My ire this month is directed toward Sen. Chuck Grassley, current president pro tempore emeritus of the United States Senate. Sen. Grassley just announced that he intends to run for his eighth six-year term next year at the age of 89. In the words of our 43% beloved president: “ Aw ... c’mon man.”
If Mr. Grassley wins, which is likely, and, you know, lives, he’ll be 95 at the end of his term (assuming he isn’t reelected to age 101).
Surely, there must be some punk-butt whelp, tadpole in their 40s or 50s that Iowa Republicans could run instead of Sen. Grassley. Even a “tweenie ” in their 60s would be an improvement. How hard can it be to promise outrageous agricultural subsidies?
Sen. Grassley joins a long list of elderly power hogs like President Biden, Nancy Pelosi, Mitch McConnell, Bernie Sanders, Steny Hoyer, Ben Cardin, etc., who have been in Washington for 50 or more years screwing things up. Sweet lordy, they were born before Barack Obama’s mother (Cardin is a few months younger than Mrs.

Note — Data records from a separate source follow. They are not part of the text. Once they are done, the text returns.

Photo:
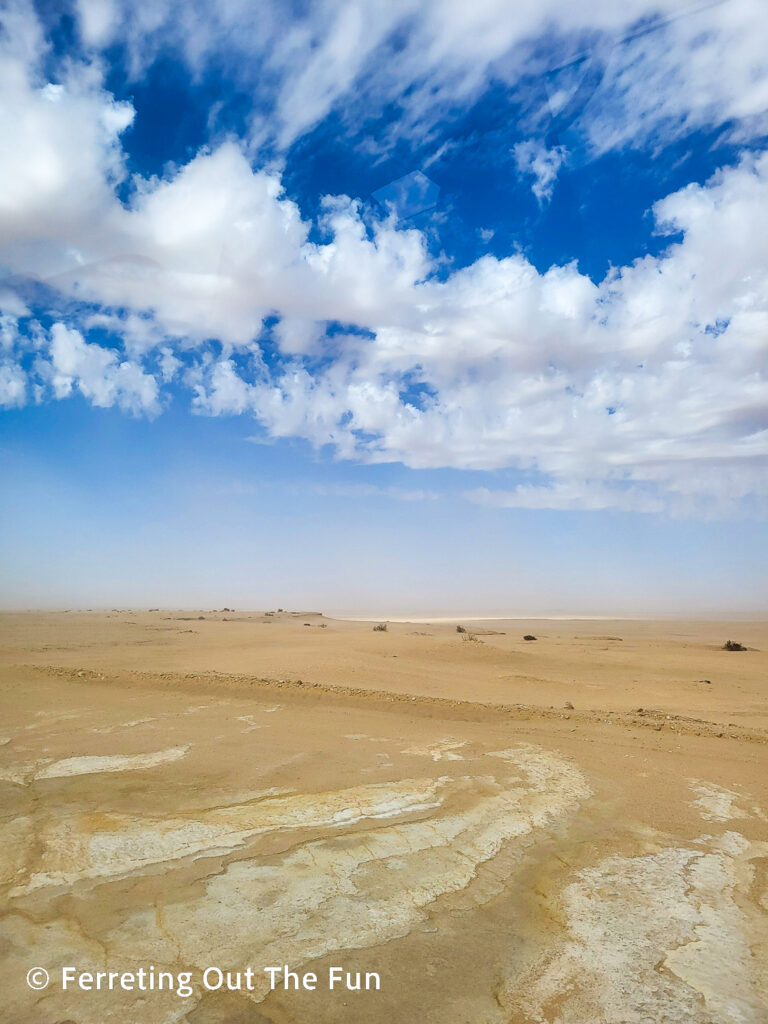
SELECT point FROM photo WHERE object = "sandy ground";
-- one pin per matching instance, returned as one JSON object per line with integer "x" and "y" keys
{"x": 569, "y": 830}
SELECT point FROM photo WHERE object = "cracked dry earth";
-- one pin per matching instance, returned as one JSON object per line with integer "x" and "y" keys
{"x": 488, "y": 870}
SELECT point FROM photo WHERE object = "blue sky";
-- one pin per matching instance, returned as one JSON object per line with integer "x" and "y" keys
{"x": 403, "y": 308}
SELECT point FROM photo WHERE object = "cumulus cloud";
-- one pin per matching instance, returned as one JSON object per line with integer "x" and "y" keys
{"x": 97, "y": 373}
{"x": 542, "y": 164}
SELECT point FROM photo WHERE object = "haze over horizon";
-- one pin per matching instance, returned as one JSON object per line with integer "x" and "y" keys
{"x": 412, "y": 308}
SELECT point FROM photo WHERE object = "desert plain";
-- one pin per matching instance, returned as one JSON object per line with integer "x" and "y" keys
{"x": 571, "y": 829}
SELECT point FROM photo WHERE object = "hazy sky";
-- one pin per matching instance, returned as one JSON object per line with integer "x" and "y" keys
{"x": 385, "y": 307}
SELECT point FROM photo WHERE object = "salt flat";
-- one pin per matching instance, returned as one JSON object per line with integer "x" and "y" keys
{"x": 245, "y": 790}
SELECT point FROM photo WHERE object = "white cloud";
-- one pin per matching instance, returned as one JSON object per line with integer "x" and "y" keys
{"x": 704, "y": 64}
{"x": 12, "y": 385}
{"x": 542, "y": 164}
{"x": 649, "y": 387}
{"x": 97, "y": 374}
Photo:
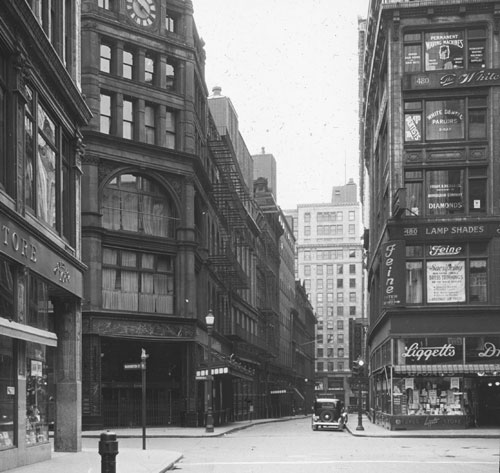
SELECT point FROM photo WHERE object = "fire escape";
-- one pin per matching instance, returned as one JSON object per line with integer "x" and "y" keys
{"x": 230, "y": 195}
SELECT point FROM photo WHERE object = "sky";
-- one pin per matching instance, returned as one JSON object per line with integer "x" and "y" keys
{"x": 290, "y": 69}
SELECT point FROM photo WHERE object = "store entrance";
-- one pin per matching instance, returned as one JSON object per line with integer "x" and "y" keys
{"x": 489, "y": 402}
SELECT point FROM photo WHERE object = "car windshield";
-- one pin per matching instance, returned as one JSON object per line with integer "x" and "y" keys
{"x": 325, "y": 404}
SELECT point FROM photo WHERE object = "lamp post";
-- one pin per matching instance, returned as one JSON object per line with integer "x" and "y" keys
{"x": 209, "y": 320}
{"x": 360, "y": 396}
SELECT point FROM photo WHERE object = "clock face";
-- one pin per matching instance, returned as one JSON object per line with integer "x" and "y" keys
{"x": 143, "y": 12}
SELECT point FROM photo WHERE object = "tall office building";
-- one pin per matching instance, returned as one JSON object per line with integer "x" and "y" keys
{"x": 329, "y": 260}
{"x": 430, "y": 111}
{"x": 42, "y": 112}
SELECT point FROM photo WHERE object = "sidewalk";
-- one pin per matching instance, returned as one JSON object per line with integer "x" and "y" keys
{"x": 159, "y": 461}
{"x": 133, "y": 460}
{"x": 373, "y": 430}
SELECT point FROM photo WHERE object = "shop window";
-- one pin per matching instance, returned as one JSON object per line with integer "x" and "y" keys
{"x": 38, "y": 304}
{"x": 134, "y": 203}
{"x": 445, "y": 49}
{"x": 7, "y": 393}
{"x": 440, "y": 277}
{"x": 136, "y": 281}
{"x": 450, "y": 191}
{"x": 7, "y": 284}
{"x": 38, "y": 393}
{"x": 445, "y": 119}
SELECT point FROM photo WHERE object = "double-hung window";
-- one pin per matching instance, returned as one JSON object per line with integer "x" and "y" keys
{"x": 48, "y": 165}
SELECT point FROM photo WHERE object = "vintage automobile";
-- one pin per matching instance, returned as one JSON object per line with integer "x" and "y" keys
{"x": 328, "y": 413}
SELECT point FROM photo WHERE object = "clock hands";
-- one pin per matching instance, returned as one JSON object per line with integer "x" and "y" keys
{"x": 144, "y": 6}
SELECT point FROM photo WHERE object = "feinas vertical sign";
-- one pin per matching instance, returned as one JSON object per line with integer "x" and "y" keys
{"x": 392, "y": 273}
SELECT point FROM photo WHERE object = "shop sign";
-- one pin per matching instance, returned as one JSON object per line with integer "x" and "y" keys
{"x": 448, "y": 231}
{"x": 19, "y": 245}
{"x": 451, "y": 80}
{"x": 444, "y": 250}
{"x": 429, "y": 422}
{"x": 393, "y": 286}
{"x": 445, "y": 281}
{"x": 482, "y": 350}
{"x": 420, "y": 352}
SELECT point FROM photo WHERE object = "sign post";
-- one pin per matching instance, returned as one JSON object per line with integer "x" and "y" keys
{"x": 144, "y": 357}
{"x": 141, "y": 366}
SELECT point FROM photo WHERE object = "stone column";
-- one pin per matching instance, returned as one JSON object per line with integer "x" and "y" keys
{"x": 68, "y": 416}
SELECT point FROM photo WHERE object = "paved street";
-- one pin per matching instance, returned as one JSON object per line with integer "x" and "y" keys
{"x": 293, "y": 447}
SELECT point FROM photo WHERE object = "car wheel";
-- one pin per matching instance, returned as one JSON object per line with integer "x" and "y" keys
{"x": 326, "y": 415}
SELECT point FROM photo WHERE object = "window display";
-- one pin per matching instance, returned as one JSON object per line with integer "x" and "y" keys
{"x": 428, "y": 396}
{"x": 37, "y": 395}
{"x": 7, "y": 393}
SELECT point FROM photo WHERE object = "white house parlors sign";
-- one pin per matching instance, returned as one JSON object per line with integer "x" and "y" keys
{"x": 393, "y": 273}
{"x": 450, "y": 80}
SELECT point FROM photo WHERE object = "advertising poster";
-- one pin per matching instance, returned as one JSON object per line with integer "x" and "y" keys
{"x": 413, "y": 127}
{"x": 444, "y": 50}
{"x": 445, "y": 119}
{"x": 445, "y": 193}
{"x": 445, "y": 281}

Obama).
These ancients’ unseemly grip on power and privilege would perhaps be somewhat tolerable if they had collectively done a good job over the past half-century. But they all own a big chunk of America’s decline over that period. They should all cede their authorities to much younger people, who would be hard pressed to do a lousier job and who, at least, would have to live with the consequences of their governance.
So, Sen. Grassley, thank you for your service. Go away.